Highlights of the conference:

  • 200 nations attempt to craft a breakthrough global deal
  • The deal aims to slow the rise in world temperatures
  • The omission of the major emitters (shipping and aviation) stay as contentious issues.
  • Aviation and shipping make up around five percent of global emissions
  • The pact encourages nations to curb their carbon output
  • The conference develops concrete measures addressing these emissions
  • The European Commission estimates that air and marine transportation could contribute as much as a third of all emissions by 2050

EU Energy and Climate Commissioner Miguel Arias Canete said.,“I don’t know who got it out but we are fighting for it to be put back in,” He said not having shipping and aviation in the new text was “a step backwards.”

Some activist groups were also concerned.

“The dropping of international aviation and shipping emissions from the draft Paris climate agreement… has fatally undermined the prospects of keeping global warming below 2°C,” green groups Seas At Risk and Transport & Environment (T&E) said in a joint statement.
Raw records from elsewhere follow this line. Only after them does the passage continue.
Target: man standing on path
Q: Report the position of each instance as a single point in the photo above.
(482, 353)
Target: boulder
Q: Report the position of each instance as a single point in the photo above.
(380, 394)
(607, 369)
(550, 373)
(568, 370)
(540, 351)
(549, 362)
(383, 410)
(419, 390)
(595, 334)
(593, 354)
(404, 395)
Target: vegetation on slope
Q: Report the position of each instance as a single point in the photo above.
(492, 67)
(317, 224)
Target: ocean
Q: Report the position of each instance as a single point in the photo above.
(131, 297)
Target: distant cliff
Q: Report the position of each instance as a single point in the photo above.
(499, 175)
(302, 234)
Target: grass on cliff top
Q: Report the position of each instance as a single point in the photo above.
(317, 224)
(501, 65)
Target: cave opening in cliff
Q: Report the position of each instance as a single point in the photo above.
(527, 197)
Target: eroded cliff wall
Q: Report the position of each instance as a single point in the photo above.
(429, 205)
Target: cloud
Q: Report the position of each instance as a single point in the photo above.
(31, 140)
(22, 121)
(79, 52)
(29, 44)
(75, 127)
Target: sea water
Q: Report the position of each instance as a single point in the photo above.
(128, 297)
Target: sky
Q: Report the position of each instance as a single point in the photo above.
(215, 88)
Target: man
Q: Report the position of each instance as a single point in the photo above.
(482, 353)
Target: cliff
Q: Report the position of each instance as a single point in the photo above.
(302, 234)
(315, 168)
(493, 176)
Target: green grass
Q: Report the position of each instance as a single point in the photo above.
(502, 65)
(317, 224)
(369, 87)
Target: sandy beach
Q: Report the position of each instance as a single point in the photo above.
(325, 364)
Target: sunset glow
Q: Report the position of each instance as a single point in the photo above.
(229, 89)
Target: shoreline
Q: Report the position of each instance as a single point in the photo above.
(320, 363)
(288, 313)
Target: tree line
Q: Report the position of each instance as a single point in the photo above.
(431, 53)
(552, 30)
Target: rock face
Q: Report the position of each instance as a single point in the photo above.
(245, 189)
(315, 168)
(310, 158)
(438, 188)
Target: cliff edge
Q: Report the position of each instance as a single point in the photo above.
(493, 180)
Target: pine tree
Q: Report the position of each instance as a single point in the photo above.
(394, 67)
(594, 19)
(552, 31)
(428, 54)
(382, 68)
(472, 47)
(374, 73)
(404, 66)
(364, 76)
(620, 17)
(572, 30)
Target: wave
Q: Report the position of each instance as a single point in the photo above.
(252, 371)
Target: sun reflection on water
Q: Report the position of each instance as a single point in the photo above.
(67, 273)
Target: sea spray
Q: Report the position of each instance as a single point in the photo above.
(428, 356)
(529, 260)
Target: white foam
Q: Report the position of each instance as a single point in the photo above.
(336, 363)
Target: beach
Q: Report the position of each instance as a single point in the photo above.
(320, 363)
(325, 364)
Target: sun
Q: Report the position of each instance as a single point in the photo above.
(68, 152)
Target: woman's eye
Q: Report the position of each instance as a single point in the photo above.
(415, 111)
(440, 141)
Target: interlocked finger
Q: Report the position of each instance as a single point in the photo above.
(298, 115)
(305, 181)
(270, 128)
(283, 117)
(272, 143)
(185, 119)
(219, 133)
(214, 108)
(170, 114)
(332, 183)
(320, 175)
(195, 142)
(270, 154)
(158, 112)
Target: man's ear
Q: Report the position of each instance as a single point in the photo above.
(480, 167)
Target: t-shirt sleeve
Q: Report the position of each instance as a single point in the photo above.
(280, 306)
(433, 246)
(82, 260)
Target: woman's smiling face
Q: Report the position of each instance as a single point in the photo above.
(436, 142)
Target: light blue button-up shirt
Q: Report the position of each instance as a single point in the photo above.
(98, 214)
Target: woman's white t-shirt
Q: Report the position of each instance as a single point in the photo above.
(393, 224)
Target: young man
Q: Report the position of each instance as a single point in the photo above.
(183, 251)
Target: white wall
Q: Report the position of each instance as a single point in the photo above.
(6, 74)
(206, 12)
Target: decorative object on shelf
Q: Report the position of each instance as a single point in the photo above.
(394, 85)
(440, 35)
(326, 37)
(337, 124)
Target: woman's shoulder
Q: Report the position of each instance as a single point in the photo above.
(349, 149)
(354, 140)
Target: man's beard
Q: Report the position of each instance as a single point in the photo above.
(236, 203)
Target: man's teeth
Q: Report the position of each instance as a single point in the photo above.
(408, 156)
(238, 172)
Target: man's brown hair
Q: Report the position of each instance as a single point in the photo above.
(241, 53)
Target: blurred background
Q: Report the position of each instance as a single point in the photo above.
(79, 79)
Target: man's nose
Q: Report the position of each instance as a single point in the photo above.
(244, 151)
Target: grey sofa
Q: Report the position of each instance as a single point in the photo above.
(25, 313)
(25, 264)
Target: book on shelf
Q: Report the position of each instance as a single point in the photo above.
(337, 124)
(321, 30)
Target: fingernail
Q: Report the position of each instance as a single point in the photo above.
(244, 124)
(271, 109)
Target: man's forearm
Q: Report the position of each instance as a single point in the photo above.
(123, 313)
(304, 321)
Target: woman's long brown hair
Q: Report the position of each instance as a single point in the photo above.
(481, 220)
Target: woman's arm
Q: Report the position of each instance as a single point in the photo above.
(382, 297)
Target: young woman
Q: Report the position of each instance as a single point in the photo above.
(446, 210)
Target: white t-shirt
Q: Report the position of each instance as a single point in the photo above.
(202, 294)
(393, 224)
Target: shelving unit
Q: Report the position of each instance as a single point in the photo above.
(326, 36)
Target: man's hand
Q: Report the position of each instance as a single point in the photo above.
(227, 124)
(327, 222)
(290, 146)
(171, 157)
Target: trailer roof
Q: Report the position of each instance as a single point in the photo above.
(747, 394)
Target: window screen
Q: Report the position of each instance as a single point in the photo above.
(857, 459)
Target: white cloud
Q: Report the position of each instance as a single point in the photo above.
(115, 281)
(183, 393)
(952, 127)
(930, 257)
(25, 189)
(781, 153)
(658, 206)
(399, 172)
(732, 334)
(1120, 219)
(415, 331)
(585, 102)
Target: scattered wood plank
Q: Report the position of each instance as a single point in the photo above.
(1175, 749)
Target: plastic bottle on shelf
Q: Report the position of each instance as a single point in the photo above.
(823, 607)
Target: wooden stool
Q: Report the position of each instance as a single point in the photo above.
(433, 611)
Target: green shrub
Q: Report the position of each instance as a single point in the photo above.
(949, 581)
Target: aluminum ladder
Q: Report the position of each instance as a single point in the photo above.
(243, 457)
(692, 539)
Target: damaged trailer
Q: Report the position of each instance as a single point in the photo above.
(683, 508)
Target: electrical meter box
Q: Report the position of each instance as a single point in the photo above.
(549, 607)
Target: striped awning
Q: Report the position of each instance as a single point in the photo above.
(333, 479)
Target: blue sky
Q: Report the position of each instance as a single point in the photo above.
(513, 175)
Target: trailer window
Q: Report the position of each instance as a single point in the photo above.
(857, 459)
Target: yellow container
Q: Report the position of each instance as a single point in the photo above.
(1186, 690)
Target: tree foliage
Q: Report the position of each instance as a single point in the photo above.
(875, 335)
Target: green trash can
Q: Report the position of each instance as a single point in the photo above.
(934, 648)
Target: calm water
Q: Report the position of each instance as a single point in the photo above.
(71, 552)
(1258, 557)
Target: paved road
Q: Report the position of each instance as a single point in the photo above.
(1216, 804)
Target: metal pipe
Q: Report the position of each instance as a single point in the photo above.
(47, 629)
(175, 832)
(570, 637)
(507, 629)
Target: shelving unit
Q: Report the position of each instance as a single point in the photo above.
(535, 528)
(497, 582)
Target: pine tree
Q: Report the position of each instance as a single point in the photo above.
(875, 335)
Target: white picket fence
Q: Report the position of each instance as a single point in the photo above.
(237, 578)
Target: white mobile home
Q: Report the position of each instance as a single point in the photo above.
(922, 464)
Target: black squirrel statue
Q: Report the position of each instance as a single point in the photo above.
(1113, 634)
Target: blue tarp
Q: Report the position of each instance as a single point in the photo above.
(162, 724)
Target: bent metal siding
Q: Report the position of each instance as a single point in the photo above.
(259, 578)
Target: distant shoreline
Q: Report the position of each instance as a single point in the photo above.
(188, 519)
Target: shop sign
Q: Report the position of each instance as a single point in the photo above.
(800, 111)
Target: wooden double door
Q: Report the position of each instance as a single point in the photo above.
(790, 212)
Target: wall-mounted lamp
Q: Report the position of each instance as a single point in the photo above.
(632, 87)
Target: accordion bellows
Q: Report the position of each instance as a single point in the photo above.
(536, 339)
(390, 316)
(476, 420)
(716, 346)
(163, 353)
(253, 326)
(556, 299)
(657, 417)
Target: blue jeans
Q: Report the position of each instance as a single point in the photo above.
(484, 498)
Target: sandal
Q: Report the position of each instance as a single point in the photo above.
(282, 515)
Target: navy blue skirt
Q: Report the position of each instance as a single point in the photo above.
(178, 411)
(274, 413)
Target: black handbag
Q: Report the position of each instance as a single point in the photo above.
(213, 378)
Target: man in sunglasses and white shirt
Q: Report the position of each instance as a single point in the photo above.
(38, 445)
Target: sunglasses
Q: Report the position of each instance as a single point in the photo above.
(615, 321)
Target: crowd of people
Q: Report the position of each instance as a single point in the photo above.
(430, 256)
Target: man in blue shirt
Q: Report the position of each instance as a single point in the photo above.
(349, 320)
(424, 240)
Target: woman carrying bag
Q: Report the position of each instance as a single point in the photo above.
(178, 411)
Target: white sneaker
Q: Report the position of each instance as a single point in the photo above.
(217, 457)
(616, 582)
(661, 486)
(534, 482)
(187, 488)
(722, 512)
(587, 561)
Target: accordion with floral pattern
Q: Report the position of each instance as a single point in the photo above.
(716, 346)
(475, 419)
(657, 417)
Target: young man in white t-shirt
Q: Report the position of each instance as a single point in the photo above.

“We do think it is in the long-term interest of the shipping industry to be regulated but that it should also be fair,” said John Kornerup Bang, lead advisor on climate change with Denmark’s Maersk Group.  “It must be global, flag neutral and managed by the IMO. Otherwise, it won’t work.”

Peter Hinchliffe, the secretary-general of the International Chamber of Shipping, warned that it wasn’t over yet, with negotiators heading into all-night sessions attempting to agree on a final deal by the weekend.

“It is still early days yet,” he said.  “The discussion is far from over, and I am sure that Europe will have at least one more go at inclusion.”